Tensorflow Prism
TFPrism is a library that transforms your tensorflow graph to automatically do data parallelism for training. All you need to do to modify your single-cpu tensorflow code to run on a cluster is to send your training op and feed_dict through the library.
Example code
train_step = tf.train.GradientDescentOptimizer(0.9).minimize(loss)
with tf.Session('grpc://mycluster.example.com:5600') as sess:
train_step, node_copier = tfprism.distribute_graph_on_all_tasks(train_step, sess)
sess.run(init_op)
for batch in batches:
sess.run(
train_step,
feed_dict=node_copier.mangle_feed_dict(batch))
Installation
pip install .
Training server / cluster management
The example code above assumes that there is a tensorflow cluster running a set of worker tasks and parameter server tasks, apropriately named “/job:worker” “/job:ps” respectively. To set up this can be a bit tiresome, and if all you want is to quickly get a cluster up and running and parallelize your code, you can use the cluster management tool provided with tfprism.

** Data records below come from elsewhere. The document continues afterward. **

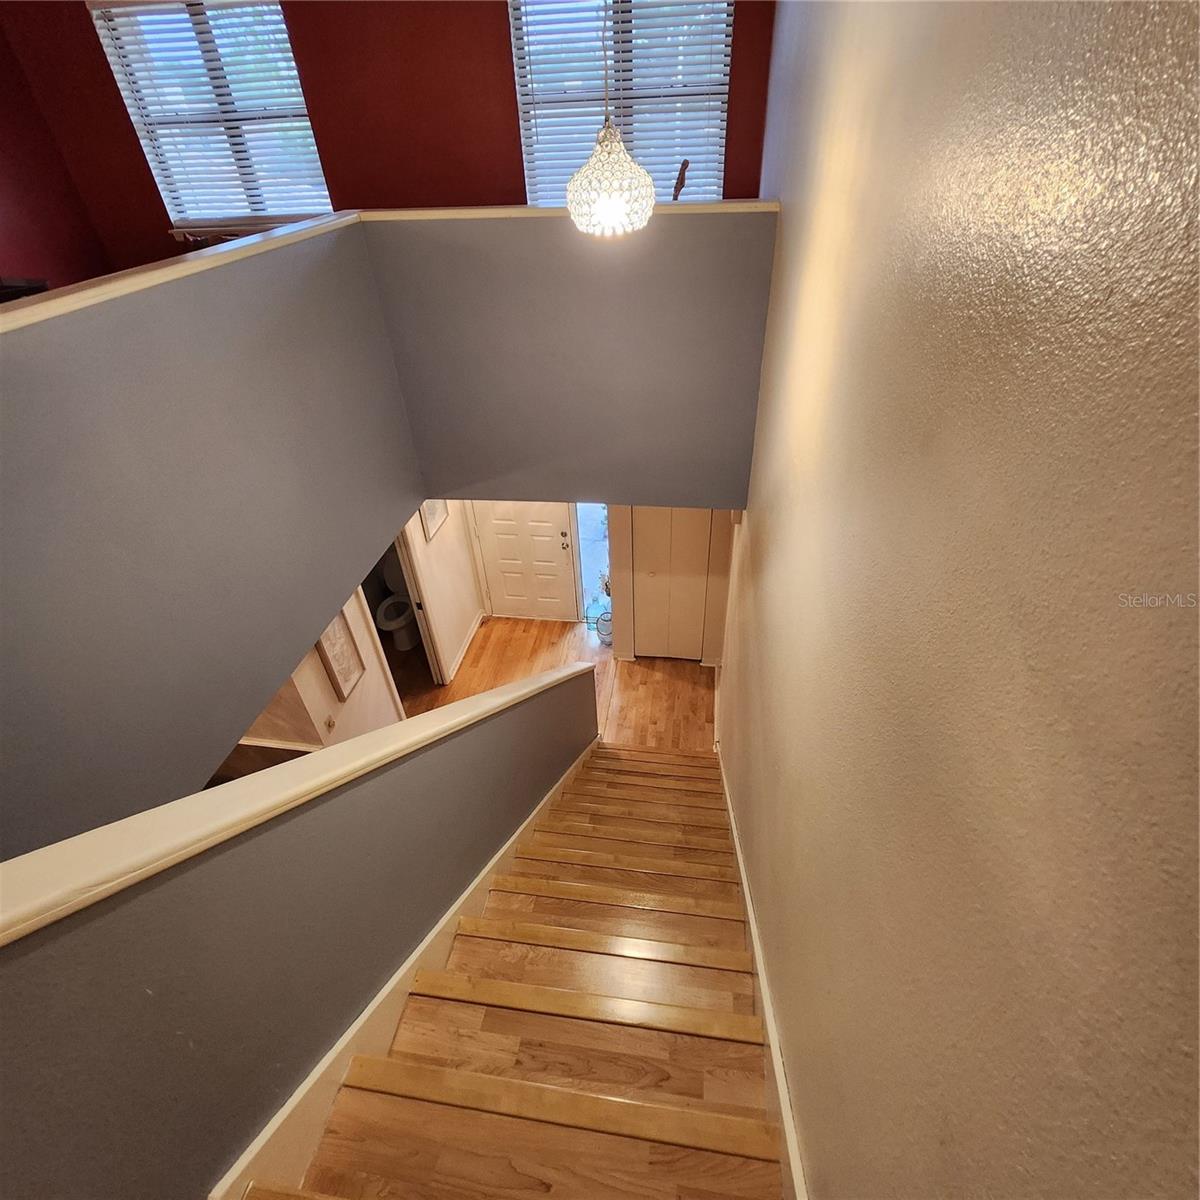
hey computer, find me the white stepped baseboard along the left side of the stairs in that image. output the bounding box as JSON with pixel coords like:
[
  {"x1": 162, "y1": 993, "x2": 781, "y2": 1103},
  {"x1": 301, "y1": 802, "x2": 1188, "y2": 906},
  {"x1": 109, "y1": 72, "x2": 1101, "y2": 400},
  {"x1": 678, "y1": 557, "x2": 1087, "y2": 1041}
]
[{"x1": 209, "y1": 742, "x2": 595, "y2": 1200}]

To install the cluster management tools, you need to do
apt install parallel
pip install .[server]
on each node in your cluster. Once you have done so you can run
tfprism cluster start server1,server2,...serverN
to start your cluster. You need to be able to ssh without passwords (using public key auth) to all servers listed. After this you can connect to port grpc://server1:5600 using tensorflow.